Liu came to the United States in 1994 from China with his parents. He graduated from the Police Academy in 2007 and had married two months before his death. According to his parents, their only child had wanted to be a police officer since he was a teenager, driven in part by the Sept. 11, 2001, terrorist attacks.

Liu’s funeral was scheduled later than Ramos’ because several of his relatives traveled from China to be there. Like Ramos’ service, it was expected to draw many more people than the funeral home can hold, so large screens were to be erected in the street outside to allow the spillover crowd to watch.

Since the two officers’ slayings, protests that had taken place almost daily since summer have subsided.
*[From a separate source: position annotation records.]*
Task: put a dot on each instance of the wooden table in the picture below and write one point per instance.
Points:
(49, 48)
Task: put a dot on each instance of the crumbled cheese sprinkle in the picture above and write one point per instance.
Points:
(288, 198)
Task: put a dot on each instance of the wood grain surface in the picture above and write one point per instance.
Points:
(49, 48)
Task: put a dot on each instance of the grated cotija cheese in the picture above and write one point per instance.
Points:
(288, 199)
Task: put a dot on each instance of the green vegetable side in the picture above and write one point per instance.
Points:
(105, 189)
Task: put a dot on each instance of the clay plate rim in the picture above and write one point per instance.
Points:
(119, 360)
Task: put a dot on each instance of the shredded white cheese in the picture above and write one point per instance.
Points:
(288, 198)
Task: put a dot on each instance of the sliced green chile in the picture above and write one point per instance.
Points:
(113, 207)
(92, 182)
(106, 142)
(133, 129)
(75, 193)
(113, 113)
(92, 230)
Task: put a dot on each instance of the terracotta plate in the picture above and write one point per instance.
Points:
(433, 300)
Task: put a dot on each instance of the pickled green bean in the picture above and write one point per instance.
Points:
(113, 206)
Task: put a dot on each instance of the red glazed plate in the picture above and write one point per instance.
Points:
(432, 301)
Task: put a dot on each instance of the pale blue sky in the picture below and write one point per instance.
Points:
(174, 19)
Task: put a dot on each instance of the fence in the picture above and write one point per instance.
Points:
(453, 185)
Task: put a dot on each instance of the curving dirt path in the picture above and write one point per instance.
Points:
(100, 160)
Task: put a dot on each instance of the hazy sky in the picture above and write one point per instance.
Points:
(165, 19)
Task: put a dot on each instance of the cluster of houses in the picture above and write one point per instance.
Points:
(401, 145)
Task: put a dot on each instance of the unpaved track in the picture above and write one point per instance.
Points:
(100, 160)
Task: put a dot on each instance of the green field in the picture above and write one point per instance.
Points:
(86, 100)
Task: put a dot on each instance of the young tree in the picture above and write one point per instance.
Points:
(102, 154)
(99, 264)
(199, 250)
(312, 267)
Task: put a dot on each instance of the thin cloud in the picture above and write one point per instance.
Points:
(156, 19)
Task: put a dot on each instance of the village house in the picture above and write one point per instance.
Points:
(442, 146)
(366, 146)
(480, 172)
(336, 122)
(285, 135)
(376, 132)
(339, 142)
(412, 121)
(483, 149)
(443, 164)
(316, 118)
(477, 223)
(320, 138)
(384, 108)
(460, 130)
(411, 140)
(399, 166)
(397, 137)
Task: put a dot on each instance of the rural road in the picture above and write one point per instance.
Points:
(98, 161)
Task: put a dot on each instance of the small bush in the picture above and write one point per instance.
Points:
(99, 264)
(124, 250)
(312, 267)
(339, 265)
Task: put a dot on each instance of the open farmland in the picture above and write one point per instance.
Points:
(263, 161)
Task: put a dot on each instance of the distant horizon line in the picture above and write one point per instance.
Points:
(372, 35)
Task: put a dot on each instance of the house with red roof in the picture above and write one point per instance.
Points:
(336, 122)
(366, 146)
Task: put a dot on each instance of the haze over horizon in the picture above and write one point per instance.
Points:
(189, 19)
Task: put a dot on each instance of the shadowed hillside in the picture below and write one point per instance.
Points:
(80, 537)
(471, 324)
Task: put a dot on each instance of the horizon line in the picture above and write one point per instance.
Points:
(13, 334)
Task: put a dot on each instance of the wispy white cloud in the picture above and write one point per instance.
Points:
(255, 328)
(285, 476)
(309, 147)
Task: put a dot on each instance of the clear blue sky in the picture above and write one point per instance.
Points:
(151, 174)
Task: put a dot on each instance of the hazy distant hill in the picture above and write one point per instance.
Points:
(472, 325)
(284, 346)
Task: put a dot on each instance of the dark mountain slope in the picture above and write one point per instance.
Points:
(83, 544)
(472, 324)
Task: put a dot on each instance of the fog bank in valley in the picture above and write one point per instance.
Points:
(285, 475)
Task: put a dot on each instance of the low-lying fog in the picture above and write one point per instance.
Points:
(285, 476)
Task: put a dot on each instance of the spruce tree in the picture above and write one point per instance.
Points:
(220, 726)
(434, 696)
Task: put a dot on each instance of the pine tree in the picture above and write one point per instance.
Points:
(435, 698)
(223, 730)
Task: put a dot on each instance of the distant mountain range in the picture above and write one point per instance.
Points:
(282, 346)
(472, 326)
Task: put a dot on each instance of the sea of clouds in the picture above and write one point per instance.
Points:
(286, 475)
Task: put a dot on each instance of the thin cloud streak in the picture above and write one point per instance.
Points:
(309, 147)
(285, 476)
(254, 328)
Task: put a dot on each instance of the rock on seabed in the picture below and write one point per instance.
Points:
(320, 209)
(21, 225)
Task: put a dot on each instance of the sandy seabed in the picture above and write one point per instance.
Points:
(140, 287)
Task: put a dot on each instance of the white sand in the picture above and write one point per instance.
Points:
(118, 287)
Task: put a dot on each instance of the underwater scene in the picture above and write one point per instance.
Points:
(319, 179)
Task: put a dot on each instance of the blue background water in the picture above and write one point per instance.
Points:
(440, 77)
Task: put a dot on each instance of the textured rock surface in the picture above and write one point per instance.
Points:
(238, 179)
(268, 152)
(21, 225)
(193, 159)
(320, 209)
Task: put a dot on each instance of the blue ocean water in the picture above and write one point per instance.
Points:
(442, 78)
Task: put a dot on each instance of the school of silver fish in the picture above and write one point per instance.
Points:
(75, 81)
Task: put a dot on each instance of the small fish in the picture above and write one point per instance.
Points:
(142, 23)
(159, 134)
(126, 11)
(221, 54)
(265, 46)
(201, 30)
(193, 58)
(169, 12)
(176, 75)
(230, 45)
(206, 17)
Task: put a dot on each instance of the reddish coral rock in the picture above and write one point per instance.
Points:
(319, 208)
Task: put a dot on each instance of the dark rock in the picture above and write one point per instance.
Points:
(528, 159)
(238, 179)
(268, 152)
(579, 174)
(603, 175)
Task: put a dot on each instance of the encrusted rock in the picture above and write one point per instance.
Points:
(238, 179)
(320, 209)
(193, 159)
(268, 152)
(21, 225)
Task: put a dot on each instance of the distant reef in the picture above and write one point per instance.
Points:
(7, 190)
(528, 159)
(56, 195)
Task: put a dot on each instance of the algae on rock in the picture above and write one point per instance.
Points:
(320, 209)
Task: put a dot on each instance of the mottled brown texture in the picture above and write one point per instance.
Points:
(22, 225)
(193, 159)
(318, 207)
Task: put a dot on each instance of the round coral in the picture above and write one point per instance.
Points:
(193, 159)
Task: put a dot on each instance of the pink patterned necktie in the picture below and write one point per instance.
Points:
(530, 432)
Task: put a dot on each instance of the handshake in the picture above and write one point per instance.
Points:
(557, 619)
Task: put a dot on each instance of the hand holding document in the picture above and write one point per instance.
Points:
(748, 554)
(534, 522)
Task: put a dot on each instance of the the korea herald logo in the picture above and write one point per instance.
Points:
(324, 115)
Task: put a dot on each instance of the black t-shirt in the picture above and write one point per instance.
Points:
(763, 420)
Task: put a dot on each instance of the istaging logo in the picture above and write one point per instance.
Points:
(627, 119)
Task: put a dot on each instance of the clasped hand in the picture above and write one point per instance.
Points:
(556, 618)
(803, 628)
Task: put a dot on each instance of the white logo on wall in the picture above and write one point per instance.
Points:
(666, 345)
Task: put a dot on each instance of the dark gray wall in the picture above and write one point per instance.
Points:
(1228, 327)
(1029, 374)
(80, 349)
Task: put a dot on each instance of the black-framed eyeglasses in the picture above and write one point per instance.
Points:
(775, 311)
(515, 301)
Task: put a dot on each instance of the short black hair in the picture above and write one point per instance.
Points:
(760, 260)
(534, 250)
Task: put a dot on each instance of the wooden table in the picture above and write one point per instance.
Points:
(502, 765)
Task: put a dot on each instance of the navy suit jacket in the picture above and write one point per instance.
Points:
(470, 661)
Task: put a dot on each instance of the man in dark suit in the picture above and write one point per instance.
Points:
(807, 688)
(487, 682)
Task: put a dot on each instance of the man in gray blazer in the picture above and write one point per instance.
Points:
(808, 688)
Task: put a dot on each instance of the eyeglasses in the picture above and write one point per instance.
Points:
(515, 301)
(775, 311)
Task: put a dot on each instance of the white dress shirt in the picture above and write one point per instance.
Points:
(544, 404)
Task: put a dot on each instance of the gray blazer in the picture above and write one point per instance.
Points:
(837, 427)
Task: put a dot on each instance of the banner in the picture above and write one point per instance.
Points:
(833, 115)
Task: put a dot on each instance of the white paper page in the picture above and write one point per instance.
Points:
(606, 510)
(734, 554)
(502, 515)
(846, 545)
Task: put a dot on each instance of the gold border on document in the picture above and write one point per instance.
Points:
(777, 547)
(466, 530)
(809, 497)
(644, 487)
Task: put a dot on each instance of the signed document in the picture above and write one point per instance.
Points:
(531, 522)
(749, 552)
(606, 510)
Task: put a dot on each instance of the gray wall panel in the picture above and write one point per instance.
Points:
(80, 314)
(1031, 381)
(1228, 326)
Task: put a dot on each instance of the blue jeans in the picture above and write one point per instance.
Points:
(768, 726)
City leaders, including De Blasio, had appealed for a halt to political rhetoric and to demonstrations until after the officers’ funerals.

On Thursday, the police announced the arrest of a man suspected of taking part in an assault on officers during one of the last demonstrations, on Dec. 13 on the Brooklyn Bridge. In a statement, police said a man was charged with assaulting officers, resisting arrest and rioting. He was the fifth person arrested in connection with an altercation captured on video and posted to YouTube, which showed several people intervening as two policemen detained a man accused of trying to throw a large garbage can over a railing onto people and traffic below.

One of the officers sustained a broken nose in the melee, and both suffered cuts and bruises, police said.